2. Materials and Methods
This study, performed retrospectively, followed the tenets of the Helsinki declaration and was approved by the Institutional Review Board of Asan Medical Center. Informed consent was obtained from all parents after providing an explanation of laser photocoagulation and off-label use of bevacizumab, if indicated. Potential risks and side effects of IVB were explained. After thorough consideration, all parents agreed to the treatment involving laser photocoagulation with/without IVB.
The medical records of preterm infants who received laser photocoagulation alone or combined with IVB, and had been followed for at least 6 months in the period from Mar 2013 to Sep 2016 at Asan Medical Center, Seoul, Korea, were collected. Peripheral retinal laser photocoagulation was indicated when the fundus examination revealed Type 1 ROP in Zone I. Only infants with ROP in Zone I were included in the current study. Infants who received laser treatment due to Zone II ROP were excluded.
Two distinctive patterns of treatment were performed (Figure 1). In one group, eyes were treated with laser photocoagulation only. Laser photocoagulation was done using an 810 nm laser indirect ophthalmoscope (LIO). In these cases, LIO treatment was performed conventionally in the entire avascular area from the retinal ridge to the ora serrata. These patients were defined as the LIO-alone group. In the other group, patients were treated with both LIO and IVB (0.5 mg/0.02 mL). When combined with IVB, LIO treatment spared Zone I and temporal Zone II to minimise potential visual field loss. These patients were classified as the temporal-sparing LIO + IVB group. The treatment choice was determined by a retinal specialist (JYL) depending on the severity of ROP. In cases of aggressive posterior ROP (AP-ROP), poor pupillary dilation, or media opacity, combined laser treatment with IVB was performed instead of laser-only treatment.
Before treatment and during follow-ups, the fundus was examined by indirect ophthalmoscopy and wide-field photography, if indicated. A RetCam (Clarity Medical Systems, Pleasanton, CA, USA) was employed to record the severity of ROP, extent of the laser scar, regression of new vessels, and development of peripheral retinal vessels after treatment. Patient baseline characteristics such as gestational age at birth, birth weight, multiplicity, APGAR score, ventilator care, and O2 therapy period were collected. A series of comorbid systemic diseases associated with ROP, such as necrotising enterocolitis, respiratory distress syndrome, ligated patent ductus arteriosus, bronchopulmonary dysplasia, sepsis, intrauterine growth restriction, poor weight gain, hydrocephalus, and intraventricular haemorrhage, were also documented.
Early treatment outcomes/complications as well as late structural/functional complications were analysed based on fundus photographs and medical records. At 6-12 months after treatment, all treated infants underwent measurement of refractive errors by manual cycloplegic refraction performed by a skilled paediatric ophthalmologist. The results were recorded as measurements of spherical and cylinder astigmatism, and the spherical equivalent. These were also divided into the categories of emmetropia, mild (0-3 D), moderate (3-6 D), or high (>6 D) myopia, and hyperopia.

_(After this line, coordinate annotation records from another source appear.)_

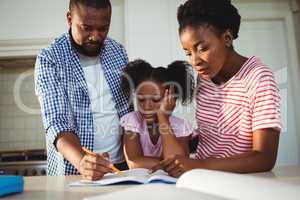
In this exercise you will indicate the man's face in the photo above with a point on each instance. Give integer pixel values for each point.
(89, 28)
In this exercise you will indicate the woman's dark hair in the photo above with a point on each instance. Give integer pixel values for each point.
(178, 73)
(220, 14)
(90, 3)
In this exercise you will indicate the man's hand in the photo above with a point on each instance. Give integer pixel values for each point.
(94, 167)
(175, 166)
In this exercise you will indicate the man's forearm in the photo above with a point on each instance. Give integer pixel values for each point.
(69, 146)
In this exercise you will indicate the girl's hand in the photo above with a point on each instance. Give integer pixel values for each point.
(175, 166)
(168, 103)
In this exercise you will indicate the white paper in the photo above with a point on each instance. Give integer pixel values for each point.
(138, 175)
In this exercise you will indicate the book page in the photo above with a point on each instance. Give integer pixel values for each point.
(161, 176)
(154, 191)
(138, 175)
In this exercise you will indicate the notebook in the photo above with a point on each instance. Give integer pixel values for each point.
(11, 184)
(137, 176)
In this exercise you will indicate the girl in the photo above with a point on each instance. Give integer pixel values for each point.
(151, 132)
(238, 102)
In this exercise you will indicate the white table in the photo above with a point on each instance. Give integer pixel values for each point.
(47, 187)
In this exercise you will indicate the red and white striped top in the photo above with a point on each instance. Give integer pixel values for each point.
(228, 114)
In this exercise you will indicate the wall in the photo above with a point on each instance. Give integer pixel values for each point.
(19, 128)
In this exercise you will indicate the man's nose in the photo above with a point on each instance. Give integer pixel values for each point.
(195, 60)
(95, 36)
(148, 105)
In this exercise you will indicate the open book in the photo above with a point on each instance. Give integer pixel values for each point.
(139, 175)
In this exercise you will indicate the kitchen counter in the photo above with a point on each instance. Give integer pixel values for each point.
(51, 187)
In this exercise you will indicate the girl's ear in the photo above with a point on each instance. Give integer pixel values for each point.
(228, 38)
(69, 18)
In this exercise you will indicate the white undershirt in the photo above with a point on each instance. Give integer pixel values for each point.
(107, 137)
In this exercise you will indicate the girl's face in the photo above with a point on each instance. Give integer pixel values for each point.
(207, 51)
(149, 97)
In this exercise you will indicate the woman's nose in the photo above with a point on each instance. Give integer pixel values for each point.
(195, 60)
(148, 105)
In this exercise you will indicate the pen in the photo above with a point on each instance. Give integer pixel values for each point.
(93, 154)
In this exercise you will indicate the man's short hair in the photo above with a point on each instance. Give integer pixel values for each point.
(89, 3)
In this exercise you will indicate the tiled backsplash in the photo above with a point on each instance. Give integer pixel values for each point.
(20, 121)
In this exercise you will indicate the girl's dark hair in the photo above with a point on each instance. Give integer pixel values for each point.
(178, 73)
(221, 14)
(90, 3)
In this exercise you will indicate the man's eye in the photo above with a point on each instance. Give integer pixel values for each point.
(86, 28)
(141, 99)
(187, 53)
(202, 49)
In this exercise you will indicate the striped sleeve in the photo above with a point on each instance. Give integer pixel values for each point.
(266, 103)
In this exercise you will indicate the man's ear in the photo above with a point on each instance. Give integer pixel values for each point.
(69, 18)
(228, 38)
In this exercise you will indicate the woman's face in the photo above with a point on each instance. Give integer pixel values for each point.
(149, 96)
(205, 49)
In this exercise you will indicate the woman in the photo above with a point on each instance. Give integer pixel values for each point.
(237, 98)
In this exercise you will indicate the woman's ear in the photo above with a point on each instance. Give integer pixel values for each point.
(228, 38)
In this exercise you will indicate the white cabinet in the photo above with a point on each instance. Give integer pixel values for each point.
(29, 25)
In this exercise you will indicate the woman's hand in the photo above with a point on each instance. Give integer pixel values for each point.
(175, 166)
(94, 167)
(168, 103)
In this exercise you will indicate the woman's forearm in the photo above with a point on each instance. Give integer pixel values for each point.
(171, 145)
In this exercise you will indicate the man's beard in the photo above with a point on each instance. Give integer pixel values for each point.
(85, 50)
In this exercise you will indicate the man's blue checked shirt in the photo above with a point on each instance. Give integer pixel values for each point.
(62, 91)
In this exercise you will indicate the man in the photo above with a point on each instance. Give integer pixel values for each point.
(77, 81)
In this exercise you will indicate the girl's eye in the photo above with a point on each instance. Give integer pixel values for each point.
(156, 100)
(86, 28)
(188, 54)
(202, 49)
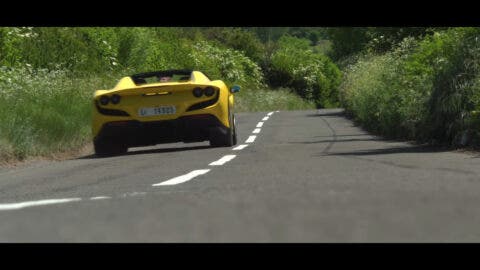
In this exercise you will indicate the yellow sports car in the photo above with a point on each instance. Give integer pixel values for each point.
(163, 107)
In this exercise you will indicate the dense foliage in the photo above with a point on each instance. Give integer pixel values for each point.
(425, 88)
(48, 75)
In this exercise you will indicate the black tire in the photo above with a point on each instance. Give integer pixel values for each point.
(109, 148)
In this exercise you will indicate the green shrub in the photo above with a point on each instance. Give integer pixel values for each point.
(44, 112)
(312, 75)
(424, 89)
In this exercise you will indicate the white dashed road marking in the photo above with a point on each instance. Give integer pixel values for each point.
(251, 139)
(183, 178)
(100, 198)
(223, 160)
(240, 147)
(15, 206)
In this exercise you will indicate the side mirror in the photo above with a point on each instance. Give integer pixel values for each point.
(235, 89)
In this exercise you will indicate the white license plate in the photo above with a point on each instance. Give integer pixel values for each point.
(160, 110)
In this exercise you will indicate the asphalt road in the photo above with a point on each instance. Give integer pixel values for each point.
(308, 176)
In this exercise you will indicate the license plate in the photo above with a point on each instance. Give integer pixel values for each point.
(160, 110)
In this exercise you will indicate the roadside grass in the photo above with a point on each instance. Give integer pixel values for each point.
(43, 114)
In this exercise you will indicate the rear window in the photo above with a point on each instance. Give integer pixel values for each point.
(162, 77)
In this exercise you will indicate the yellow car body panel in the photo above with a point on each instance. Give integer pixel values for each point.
(135, 96)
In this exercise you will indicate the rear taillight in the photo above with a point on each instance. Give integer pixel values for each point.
(198, 92)
(104, 100)
(115, 99)
(209, 91)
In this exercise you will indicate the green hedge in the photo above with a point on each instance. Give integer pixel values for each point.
(425, 89)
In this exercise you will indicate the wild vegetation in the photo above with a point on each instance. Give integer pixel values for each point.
(48, 76)
(421, 87)
(412, 83)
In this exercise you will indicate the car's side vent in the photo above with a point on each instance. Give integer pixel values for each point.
(110, 111)
(204, 104)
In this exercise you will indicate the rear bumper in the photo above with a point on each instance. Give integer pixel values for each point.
(192, 128)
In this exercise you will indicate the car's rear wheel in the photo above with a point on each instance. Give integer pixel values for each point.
(224, 138)
(109, 148)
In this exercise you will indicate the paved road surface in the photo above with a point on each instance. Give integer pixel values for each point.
(307, 176)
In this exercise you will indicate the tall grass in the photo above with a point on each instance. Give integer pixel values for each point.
(48, 76)
(425, 89)
(44, 112)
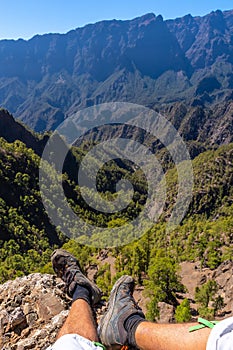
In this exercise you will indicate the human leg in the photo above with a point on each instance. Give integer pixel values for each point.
(80, 321)
(124, 324)
(85, 294)
(150, 336)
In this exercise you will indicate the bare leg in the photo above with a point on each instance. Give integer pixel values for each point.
(151, 336)
(80, 321)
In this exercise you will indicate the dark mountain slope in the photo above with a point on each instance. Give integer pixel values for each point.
(12, 130)
(145, 60)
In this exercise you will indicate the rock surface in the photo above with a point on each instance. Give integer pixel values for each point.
(33, 308)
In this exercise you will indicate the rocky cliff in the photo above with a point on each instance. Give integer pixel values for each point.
(145, 60)
(33, 308)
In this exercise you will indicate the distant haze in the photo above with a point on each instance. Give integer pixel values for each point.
(24, 19)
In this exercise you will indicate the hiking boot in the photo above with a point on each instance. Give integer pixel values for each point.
(121, 305)
(67, 267)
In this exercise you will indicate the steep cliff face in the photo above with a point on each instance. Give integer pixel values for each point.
(145, 60)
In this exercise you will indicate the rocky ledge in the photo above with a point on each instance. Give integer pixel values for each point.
(32, 310)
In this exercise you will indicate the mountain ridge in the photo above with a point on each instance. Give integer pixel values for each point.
(145, 60)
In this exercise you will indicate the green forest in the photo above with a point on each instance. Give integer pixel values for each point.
(28, 237)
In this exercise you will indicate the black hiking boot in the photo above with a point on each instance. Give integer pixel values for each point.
(67, 267)
(121, 305)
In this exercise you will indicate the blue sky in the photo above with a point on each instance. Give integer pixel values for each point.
(25, 18)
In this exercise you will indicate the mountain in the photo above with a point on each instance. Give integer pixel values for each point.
(145, 60)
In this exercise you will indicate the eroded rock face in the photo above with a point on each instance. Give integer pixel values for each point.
(32, 310)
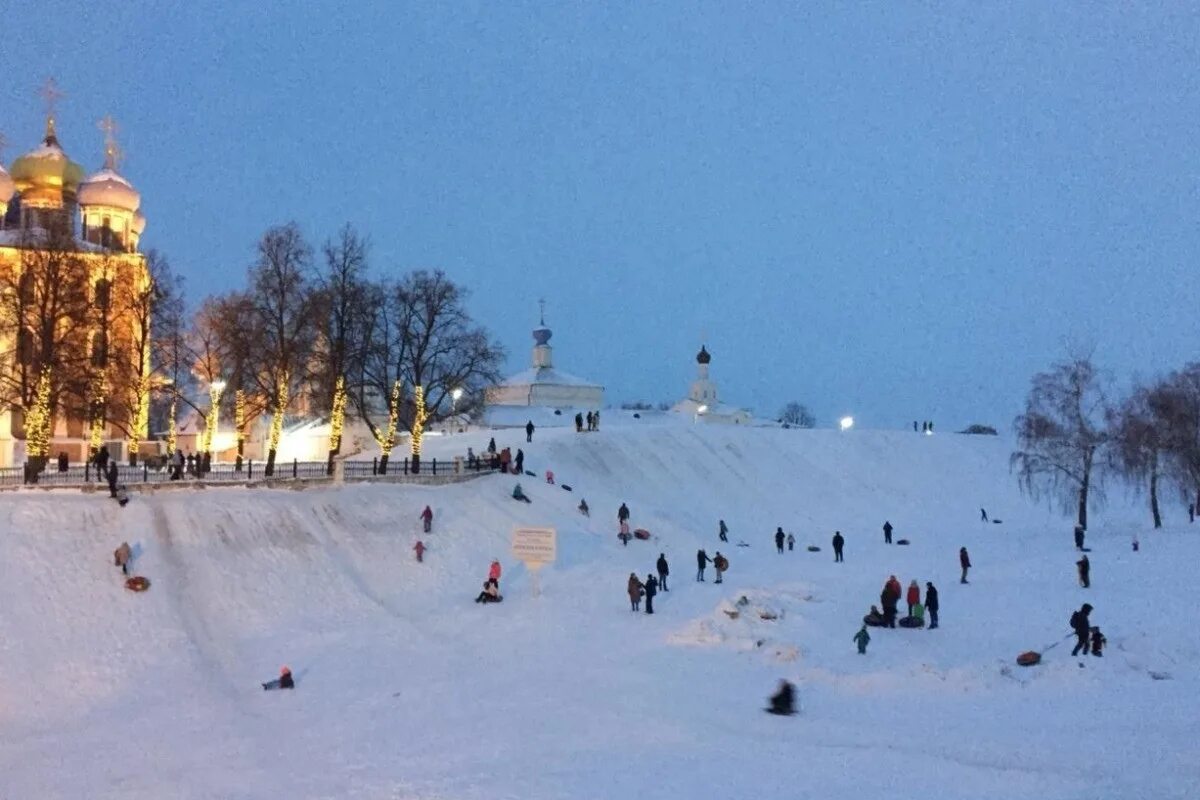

Statistical analysis was performed using SPSS for Windows (version 21.0, SPSS, Inc., Chicago, IL). The independent t-, Fisher's exact, and Pearson's Chi-square tests were used. p values < 0.05 were considered to be statistically significant.
A total of 74 eyes of 37 infants were analysed. Thirty-two eyes of 16 infants were treated with temporal-sparing LIO + IVB, and 42 eyes of 21 infants were treated with LIO alone. The mean follow-up period was 19.7 [+ or -] 9.0 months. Out of the 32 eyes treated with temporal-sparing LIO + IVB, 10 (31.3%) showed AP-ROP. With the exception of the follow-up period being shorter in the temporal-sparing LIO + IVB group, there were no statistically significant differences in baseline characteristics and comorbid conditions between the two groups (Table 1).
Treatment outcomes and complications are shown in Table 2. After both treatments, all eyes showed complete regression of plus sign. However, plus sign regression was faster in the group combining LIO treatment with IVB compared with the LIO-only group (12.1 [+ or -] 6.2 vs. 25.6 [+ or -] 21.3 days, p = 0.011). Ten eyes in the LIO-alone group required retreatment after a mean 25 days from the initial treatment, while all eyes in the temporal-sparing LIO + IVB group were stabilised after the first treatment (p = 0.004). Among the eyes requiring retreatment, 6 eyes were treated with LIO + IVB and 4 eyes were treated with additional LIO only. Retinal/ preretinal haemorrhages were found more frequently in the LIO-alone group (9.4% vs. 42.9%, p = 0.002). No reports of endophthalmitis or adverse systemic safety issues related to IVB were found. Among late complications, structural complications like macular dragging or optic disc atrophy tended to occur frequently in patients treated with LIO alone. Functional complications such as strabismus or nystagmus showed no tendency between the groups. Refractive error measurements were performed 10.4 [+ or -] 5.0 months after treatment. No statistically significant differences were found between the two groups in the spherical equivalent (p = 0.293) and refractive error (p = 0.130) distributions.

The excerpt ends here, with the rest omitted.